What is the role of dopamine in addiction, and why is understanding dopamine important?

Dopamine, a neurotransmitter, plays a central role in the brain's reward system and motivation circuits. Most addictive substances increase dopamine in the nucleus accumbens, creating powerful reinforcement driving repeated substance-seeking behavior. Initially, substance use produces a dopamine surge creating intense pleasure and reinforcing drug-taking. With chronic use, the brain's reward system becomes less sensitive (neuroadaptation), requiring escalating doses for the same effect (tolerance) and making natural rewards seem dull.

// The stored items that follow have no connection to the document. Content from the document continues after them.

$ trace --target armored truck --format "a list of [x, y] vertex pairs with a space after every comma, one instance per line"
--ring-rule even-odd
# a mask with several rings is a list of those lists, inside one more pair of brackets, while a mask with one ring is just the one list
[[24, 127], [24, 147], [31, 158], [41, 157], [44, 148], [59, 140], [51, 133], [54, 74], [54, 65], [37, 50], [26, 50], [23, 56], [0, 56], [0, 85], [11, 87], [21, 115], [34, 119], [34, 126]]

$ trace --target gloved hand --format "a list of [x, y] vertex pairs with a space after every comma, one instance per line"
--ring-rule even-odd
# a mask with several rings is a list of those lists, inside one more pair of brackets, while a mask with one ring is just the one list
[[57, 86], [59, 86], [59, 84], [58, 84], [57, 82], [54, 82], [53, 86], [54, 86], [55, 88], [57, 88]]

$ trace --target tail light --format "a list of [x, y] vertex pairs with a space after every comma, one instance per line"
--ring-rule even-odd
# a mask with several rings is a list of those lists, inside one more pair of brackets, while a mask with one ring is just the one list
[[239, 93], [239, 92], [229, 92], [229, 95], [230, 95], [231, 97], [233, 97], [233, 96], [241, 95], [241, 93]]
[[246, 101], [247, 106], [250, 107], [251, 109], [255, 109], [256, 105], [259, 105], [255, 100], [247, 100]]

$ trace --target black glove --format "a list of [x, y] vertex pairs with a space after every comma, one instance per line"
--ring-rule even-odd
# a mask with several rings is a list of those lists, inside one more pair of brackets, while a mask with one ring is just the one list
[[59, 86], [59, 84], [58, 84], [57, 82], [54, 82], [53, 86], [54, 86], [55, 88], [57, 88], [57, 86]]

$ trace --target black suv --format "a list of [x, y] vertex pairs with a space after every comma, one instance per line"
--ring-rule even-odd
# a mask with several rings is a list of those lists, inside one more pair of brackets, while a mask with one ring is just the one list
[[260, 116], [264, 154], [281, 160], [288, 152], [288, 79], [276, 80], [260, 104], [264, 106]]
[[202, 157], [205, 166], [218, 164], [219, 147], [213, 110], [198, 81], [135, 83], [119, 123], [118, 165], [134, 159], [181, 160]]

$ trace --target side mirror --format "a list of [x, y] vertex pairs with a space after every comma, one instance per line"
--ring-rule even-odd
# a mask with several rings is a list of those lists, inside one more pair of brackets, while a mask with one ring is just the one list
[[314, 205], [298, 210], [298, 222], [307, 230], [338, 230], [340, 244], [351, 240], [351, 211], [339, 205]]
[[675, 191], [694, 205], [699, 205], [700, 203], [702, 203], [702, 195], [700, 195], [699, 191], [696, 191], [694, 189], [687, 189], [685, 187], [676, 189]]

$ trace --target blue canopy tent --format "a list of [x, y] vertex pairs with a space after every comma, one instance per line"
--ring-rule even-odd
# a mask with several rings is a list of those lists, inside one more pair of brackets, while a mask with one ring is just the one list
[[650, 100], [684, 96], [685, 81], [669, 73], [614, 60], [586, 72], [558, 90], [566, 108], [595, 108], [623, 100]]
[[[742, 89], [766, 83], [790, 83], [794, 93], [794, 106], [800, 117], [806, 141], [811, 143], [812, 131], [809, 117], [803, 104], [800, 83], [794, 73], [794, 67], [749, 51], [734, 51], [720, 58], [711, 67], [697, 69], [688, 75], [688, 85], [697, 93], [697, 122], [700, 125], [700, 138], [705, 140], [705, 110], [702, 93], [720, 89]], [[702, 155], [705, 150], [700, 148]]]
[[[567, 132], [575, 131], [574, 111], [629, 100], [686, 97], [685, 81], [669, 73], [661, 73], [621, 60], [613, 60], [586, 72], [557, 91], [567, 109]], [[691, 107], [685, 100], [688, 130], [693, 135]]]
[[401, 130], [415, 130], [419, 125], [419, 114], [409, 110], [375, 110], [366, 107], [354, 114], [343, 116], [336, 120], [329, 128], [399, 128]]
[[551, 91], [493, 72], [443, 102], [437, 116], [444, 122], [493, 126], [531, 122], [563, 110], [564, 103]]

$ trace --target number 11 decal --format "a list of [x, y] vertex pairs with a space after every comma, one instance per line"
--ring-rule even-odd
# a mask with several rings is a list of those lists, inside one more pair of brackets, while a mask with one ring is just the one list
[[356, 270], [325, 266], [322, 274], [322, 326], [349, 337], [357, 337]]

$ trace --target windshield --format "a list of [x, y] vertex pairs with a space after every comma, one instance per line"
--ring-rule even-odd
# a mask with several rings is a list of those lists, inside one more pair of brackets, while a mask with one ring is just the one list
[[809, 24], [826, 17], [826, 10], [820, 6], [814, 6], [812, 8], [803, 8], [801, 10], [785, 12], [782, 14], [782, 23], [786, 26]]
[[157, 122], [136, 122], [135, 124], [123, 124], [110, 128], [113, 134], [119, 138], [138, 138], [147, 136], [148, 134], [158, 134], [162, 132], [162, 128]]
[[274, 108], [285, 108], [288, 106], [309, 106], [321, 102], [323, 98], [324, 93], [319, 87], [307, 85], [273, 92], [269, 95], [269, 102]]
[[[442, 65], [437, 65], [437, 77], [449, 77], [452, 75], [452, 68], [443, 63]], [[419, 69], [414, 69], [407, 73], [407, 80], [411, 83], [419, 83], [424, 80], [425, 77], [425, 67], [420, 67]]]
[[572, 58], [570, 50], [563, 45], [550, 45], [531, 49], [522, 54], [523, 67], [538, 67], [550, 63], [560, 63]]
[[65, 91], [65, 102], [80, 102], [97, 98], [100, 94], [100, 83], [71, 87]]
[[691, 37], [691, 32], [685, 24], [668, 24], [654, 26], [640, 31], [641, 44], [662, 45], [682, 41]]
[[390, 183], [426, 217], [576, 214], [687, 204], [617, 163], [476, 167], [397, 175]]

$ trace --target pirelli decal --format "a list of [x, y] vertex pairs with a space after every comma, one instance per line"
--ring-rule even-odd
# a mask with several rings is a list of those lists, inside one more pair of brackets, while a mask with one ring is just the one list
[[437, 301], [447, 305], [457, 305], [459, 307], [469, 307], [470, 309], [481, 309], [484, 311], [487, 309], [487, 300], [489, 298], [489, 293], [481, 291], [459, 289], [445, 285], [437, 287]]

This dopamine dysregulation explains why individuals with addiction continue using despite serious negative consequences. Their brain's motivational system has reorganized around drug-seeking. Understanding dopamine is important because it explains addiction as a biological brain disorder affecting motivation and decision-making, not simply a character flaw. This understanding reduces stigma and highlights why treatment must address underlying neurobiological changes, not just willpower.

Why are flashcards effective for studying substance use disorders?

Flashcards are particularly effective for SUDs because this topic requires rapid recall of diagnostic criteria, symptom profiles, withdrawal syndromes, and treatment information. The DSM-5 diagnostic criteria involve precise, distinguishable symptoms students must memorize and apply to case presentations. Flashcards force active recall (the most effective study method), requiring you to generate answers rather than passively reading.

For substance-specific content like withdrawal syndromes and treatments, flashcards enable quick drilling organized by substance class. Creating flashcards forces you to distill complex concepts into essential information, deepening understanding. The format works well for pairing concepts (substance class with primary effects, dopamine's role with addiction mechanisms) and practicing differential diagnosis scenarios. Regular flashcard review prevents forgetting, particularly important for comprehensive exams covering numerous substance classes and treatment modalities.